On 15.01.20 16:39, Greg Kroah-Hartman wrote:
On Wed, Jan 15, 2020 at 04:33:14PM +0100, David Hildenbrand wrote:
This is the backport of the following fixes for 4.19-stable:
- a31b264c2b41 ("mm/memory_hotplug: make unregister_memory_block_under_nodes() never fail")
-- Turned out to not only be a cleanup but also a fix
Took the wrong one. It's d84f2f5a7552 ("drivers/base/node.c: simplify unregister_memory_block_under_nodes()")
- 2c91f8fc6c99 ("mm/memory_hotplug: fix try_offline_node()")
-- Automatic stable backport failed due to missing dependencies.
- feee6b298916 ("mm/memory_hotplug: shrink zones when offlining memory")
-- Was marked as stable 5.0+ due to the backport complexity,, but it's also relevant for 4.19/4.14. As I have to backport quite some cleanups already ...
To minimize manual code changes, I decided to pull in quite some cleanups. Still some manual code changes are necessary (indicated in the individual patches). Especially missing arm64 hot(un)plug, missing sub-section hotadd support, and missing unification of mm/hmm.c and kernel/memremap.c requires care.
Due to:
- 4e0d2e7ef14d ("mm, sparse: pass nid instead of pgdat to sparse_add_one_section()")
I need:
- afe9b36ca890 ("mm/memunmap: don't access uninitialized memmap in memunmap_pages()")
Please note that:
- 4c4b7f9ba948 ("mm/memory_hotplug: remove memory block devices before arch_remove_memory()")
Makes big (e.g., 32TB) machines boot up slower (e.g., 2h vs 10m). There is a performance fix in linux-next, but it does not seem to classify as a fix for current RC / stable.
I did quite some testing with hot(un)plug, onlining/offlining of memory blocks and memory-less/CPU-less NUMA nodes under x86_64 - the same set of tests I run against upstream on a fairly regular basis. I compile-tested on PowerPC. I did not test any ZONE_DEVICE/HMM thingies.
Let's see what people think - it's a lot of patches. If we want this, then I can try to prepare a similar set for 4.4-stable.
What bug(s) are these trying to fix here?
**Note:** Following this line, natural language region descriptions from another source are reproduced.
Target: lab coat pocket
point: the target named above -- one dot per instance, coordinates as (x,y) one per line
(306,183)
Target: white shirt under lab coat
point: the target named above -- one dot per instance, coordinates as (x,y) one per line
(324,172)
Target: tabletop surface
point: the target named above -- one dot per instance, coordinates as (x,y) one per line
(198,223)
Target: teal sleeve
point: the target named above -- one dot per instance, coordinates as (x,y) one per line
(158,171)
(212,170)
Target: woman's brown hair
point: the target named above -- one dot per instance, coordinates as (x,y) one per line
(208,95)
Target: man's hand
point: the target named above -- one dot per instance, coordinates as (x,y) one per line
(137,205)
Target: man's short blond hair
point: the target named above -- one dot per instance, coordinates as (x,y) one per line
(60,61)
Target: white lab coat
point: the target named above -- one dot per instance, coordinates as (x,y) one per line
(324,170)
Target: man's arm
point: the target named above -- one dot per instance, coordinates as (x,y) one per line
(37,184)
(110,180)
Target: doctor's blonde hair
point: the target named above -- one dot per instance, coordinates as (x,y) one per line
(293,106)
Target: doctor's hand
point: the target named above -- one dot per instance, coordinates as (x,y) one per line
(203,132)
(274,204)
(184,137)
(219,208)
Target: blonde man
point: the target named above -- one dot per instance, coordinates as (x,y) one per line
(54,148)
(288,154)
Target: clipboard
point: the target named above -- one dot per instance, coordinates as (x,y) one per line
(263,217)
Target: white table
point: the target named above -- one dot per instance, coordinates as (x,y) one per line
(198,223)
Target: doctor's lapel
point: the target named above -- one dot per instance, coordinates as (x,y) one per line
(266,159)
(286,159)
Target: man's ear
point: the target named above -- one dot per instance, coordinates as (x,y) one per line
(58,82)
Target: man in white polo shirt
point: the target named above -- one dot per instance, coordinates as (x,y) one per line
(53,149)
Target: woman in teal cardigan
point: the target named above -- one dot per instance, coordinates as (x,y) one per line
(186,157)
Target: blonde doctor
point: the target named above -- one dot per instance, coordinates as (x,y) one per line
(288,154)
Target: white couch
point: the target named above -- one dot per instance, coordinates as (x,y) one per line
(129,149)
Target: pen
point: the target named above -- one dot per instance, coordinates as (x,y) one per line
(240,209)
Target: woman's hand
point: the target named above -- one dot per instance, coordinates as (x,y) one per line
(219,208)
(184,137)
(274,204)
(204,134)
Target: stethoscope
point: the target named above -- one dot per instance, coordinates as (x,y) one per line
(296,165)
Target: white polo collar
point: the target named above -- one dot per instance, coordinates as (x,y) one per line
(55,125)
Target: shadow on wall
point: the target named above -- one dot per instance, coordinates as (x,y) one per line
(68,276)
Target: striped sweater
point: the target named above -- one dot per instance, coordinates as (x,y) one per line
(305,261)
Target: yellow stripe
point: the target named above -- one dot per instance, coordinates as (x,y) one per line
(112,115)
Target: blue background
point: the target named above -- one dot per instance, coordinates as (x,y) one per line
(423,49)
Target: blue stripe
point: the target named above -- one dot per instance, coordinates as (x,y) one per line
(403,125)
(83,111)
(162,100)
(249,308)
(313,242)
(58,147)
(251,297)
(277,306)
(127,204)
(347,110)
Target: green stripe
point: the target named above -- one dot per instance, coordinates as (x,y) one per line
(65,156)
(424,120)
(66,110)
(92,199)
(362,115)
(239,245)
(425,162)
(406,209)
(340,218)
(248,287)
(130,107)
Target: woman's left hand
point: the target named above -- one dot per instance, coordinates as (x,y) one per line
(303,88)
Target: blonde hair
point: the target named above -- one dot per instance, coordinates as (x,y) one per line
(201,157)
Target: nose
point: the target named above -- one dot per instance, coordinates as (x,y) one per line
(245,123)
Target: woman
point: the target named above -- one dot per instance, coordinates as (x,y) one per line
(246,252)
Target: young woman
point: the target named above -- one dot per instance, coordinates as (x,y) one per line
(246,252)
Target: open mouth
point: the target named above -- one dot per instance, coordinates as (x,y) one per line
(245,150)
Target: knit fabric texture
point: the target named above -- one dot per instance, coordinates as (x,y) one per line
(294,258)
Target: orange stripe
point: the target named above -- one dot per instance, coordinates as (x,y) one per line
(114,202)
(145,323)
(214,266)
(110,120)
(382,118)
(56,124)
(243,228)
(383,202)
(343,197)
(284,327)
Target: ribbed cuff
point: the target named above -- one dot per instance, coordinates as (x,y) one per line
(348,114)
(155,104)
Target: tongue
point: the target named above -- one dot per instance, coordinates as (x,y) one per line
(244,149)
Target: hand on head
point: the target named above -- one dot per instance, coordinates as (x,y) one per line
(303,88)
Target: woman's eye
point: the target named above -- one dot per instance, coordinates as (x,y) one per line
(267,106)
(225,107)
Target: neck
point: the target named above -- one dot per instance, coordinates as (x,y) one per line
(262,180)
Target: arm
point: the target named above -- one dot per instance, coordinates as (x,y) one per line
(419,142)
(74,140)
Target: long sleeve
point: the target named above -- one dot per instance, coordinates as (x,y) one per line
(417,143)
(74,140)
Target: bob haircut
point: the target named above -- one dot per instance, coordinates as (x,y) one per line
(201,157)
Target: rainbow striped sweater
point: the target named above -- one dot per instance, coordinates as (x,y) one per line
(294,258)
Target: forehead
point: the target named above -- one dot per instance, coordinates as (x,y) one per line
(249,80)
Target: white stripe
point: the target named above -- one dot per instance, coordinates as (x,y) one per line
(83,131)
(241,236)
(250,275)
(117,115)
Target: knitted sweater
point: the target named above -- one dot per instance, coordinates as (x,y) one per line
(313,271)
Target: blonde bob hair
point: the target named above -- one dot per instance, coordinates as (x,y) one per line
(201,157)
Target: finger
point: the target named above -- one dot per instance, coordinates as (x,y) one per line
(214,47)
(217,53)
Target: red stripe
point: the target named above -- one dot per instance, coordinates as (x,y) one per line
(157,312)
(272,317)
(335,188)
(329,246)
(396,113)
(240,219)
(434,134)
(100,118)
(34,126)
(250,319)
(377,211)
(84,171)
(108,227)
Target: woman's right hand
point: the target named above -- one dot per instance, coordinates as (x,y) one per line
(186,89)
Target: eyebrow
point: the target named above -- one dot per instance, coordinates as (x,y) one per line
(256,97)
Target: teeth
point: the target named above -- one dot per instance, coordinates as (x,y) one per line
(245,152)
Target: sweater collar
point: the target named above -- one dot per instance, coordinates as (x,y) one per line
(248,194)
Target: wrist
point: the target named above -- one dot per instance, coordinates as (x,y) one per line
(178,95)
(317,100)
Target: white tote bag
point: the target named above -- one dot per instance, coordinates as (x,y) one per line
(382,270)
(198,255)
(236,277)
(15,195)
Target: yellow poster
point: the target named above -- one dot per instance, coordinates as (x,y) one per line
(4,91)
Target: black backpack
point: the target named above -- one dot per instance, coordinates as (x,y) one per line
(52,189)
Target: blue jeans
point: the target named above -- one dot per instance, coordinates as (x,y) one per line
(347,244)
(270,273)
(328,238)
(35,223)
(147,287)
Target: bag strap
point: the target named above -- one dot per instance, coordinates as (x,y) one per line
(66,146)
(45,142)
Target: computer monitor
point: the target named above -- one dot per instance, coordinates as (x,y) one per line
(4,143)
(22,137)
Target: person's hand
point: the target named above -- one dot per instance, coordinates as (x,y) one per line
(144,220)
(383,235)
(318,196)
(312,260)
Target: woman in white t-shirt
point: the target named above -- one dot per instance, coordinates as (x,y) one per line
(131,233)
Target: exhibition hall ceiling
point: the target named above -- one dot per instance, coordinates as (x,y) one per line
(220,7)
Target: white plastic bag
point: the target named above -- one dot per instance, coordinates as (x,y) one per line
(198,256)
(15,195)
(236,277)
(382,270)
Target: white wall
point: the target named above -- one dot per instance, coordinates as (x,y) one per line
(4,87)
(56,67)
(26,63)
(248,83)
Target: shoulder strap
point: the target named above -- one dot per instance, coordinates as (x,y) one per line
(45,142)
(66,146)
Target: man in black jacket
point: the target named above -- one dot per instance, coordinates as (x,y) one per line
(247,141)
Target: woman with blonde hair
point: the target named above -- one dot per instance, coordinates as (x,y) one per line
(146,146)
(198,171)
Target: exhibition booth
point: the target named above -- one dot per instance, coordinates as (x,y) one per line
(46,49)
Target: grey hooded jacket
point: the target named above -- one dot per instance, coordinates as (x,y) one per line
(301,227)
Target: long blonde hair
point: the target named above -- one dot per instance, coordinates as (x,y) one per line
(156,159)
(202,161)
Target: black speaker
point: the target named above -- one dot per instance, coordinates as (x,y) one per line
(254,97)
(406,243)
All tackle memory unplug issues, especially when memory was never onlined (or onlining failed), paired with memory unplug. When trying to access garbage memmaps we crash the kernel (e.g., because the derviced pgdat pointer is broken)
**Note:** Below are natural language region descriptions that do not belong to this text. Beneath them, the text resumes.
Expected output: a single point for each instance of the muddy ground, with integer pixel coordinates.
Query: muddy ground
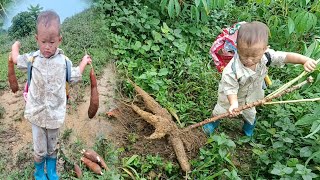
(128, 130)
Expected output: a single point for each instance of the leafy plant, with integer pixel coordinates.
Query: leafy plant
(24, 23)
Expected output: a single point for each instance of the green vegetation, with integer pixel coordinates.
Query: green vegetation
(164, 49)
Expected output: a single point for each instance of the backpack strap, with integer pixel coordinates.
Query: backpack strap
(268, 56)
(68, 70)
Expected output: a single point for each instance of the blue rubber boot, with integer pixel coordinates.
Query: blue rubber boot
(248, 128)
(39, 173)
(52, 168)
(208, 129)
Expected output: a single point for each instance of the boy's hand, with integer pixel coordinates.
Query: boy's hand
(86, 60)
(310, 65)
(232, 109)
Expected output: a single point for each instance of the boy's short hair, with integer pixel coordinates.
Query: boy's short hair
(48, 18)
(253, 32)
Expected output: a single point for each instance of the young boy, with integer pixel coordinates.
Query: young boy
(243, 77)
(46, 100)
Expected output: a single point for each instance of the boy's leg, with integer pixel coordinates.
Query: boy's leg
(209, 128)
(40, 150)
(51, 159)
(249, 116)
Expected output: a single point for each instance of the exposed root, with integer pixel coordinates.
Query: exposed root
(180, 153)
(151, 104)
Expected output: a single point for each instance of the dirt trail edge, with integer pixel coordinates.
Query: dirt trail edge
(15, 131)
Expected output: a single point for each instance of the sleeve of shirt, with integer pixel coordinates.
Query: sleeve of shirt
(229, 84)
(76, 76)
(277, 57)
(22, 61)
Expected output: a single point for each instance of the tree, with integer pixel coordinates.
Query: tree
(24, 23)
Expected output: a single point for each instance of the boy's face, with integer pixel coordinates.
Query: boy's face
(251, 55)
(48, 39)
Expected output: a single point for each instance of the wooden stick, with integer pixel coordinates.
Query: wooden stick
(250, 105)
(292, 101)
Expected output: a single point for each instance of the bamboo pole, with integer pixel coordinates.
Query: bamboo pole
(250, 105)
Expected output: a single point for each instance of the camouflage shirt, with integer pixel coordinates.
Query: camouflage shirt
(46, 100)
(245, 83)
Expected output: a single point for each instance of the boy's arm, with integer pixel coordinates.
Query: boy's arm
(233, 100)
(15, 51)
(85, 61)
(295, 58)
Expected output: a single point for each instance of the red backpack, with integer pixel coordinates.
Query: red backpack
(225, 46)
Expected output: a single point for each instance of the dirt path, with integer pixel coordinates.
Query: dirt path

d84f2f5a7552 ("drivers/base/node.c: simplify unregister_memory_block_under_nodes()")
-> https://lore.kernel.org/linux-mm/b2e31976-b07d-11e6-f806-f13f4619be4d@redhat...
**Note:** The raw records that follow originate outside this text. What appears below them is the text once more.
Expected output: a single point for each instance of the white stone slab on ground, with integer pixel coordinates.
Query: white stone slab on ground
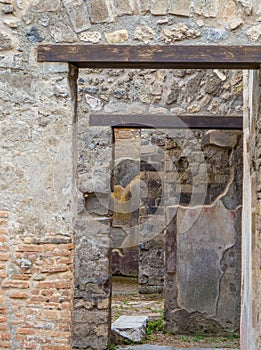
(157, 347)
(130, 327)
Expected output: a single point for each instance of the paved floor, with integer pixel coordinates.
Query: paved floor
(156, 347)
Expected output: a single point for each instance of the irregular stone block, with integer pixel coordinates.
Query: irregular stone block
(208, 8)
(46, 6)
(180, 8)
(33, 35)
(98, 11)
(119, 36)
(123, 7)
(210, 232)
(144, 34)
(144, 6)
(230, 11)
(152, 347)
(5, 42)
(78, 14)
(91, 37)
(178, 32)
(254, 33)
(63, 33)
(159, 7)
(247, 4)
(235, 23)
(129, 327)
(223, 138)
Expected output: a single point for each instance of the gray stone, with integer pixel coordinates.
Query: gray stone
(78, 14)
(223, 138)
(207, 8)
(144, 34)
(254, 32)
(119, 36)
(158, 347)
(159, 7)
(34, 36)
(247, 5)
(98, 11)
(130, 327)
(178, 32)
(123, 7)
(46, 6)
(180, 8)
(91, 37)
(5, 42)
(144, 6)
(62, 33)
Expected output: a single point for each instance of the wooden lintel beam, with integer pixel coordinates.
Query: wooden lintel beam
(153, 56)
(163, 121)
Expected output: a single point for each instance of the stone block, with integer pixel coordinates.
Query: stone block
(180, 8)
(91, 37)
(223, 138)
(208, 8)
(159, 7)
(144, 6)
(78, 14)
(254, 32)
(5, 42)
(119, 36)
(62, 33)
(144, 34)
(178, 32)
(129, 327)
(123, 7)
(98, 11)
(46, 6)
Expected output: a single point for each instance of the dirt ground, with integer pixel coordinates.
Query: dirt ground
(127, 301)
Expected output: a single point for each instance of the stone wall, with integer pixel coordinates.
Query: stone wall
(38, 151)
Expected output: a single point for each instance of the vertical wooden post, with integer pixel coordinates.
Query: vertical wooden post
(248, 301)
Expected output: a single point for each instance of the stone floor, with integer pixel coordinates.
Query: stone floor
(156, 347)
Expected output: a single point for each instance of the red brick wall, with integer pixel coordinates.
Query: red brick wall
(36, 291)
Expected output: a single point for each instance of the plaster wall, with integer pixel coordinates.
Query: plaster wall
(38, 158)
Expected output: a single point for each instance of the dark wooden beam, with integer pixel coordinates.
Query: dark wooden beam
(153, 56)
(163, 121)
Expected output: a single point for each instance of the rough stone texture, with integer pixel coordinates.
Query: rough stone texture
(78, 14)
(180, 8)
(46, 6)
(5, 42)
(207, 8)
(98, 11)
(37, 279)
(38, 144)
(123, 7)
(129, 327)
(159, 7)
(91, 37)
(144, 34)
(119, 36)
(250, 306)
(254, 33)
(178, 32)
(62, 33)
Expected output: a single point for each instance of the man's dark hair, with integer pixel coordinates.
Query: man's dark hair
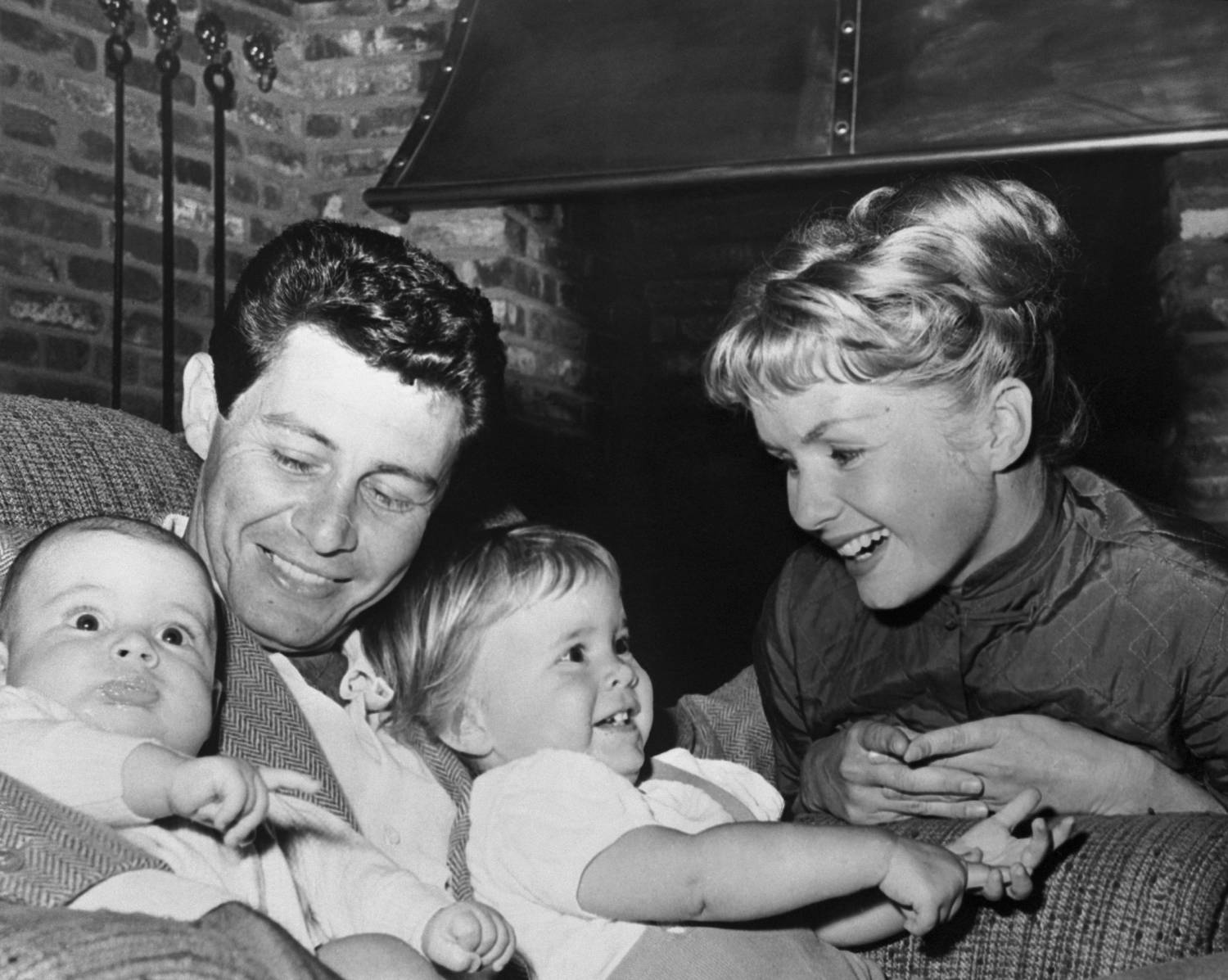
(388, 301)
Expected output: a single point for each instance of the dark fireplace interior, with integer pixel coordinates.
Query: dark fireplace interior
(692, 508)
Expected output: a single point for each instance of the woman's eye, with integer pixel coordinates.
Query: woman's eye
(291, 463)
(390, 503)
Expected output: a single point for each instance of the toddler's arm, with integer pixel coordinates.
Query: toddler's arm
(744, 871)
(220, 791)
(999, 864)
(747, 871)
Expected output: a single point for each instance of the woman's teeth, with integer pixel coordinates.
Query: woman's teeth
(864, 544)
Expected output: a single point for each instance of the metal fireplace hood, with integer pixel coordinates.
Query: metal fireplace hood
(543, 100)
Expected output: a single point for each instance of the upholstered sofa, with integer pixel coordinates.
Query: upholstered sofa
(1127, 892)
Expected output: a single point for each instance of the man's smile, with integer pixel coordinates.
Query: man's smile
(297, 579)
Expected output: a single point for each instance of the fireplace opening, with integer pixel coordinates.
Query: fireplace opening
(693, 508)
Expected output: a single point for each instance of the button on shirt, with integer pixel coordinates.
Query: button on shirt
(395, 800)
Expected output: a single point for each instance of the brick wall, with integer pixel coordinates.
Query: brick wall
(1194, 291)
(351, 75)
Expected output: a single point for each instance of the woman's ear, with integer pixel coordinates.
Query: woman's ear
(199, 403)
(1009, 422)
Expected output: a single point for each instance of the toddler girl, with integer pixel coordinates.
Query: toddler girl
(516, 653)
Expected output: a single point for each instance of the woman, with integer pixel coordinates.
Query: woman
(970, 618)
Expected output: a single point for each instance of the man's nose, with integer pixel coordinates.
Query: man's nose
(135, 648)
(812, 499)
(326, 521)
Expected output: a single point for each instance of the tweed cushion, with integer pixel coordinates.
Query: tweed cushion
(1125, 892)
(98, 461)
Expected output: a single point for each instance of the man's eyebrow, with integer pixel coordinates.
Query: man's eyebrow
(429, 481)
(290, 424)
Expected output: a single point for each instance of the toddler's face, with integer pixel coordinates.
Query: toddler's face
(559, 673)
(122, 633)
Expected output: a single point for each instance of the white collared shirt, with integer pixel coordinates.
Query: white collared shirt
(400, 806)
(398, 803)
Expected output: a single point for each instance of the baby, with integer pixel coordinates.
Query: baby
(108, 630)
(517, 655)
"If the memory we are removing was never onlined, get_nid_for_pfn()->pfn_to_nid() will return garbage. Removing will succeed but links will remain in place. [...] We will trigger the BUG_ON(ret) in add_memory_resource(), because link_mem_sections() will return with -EEXIST."
2c91f8fc6c99 ("mm/memory_hotplug: fix try_offline_node()")
We might access garbage memmaps on memory unplug and trigger a crash on memory unplug, when trying to offline the node.
feee6b298916 ("mm/memory_hotplug: shrink zones when offlining memory")
Memory unplug will access garbage memmaps (resulting in crashes) and the zones might not get fixed up properly. Relevant when memory was never onlined, when memory blocks of a DIMM were onlined to different zones, or when memory blocks were re-onlined to different zones.
This backports the remaining "don't access uninitialized memmaps"-like fixes. The other ones, were already backported.
And why would 4.9 and 4.4 care about them?
The crashes can be trigger under 4.9 and 4.4. If we decide that we do not care, then this series can be dropped.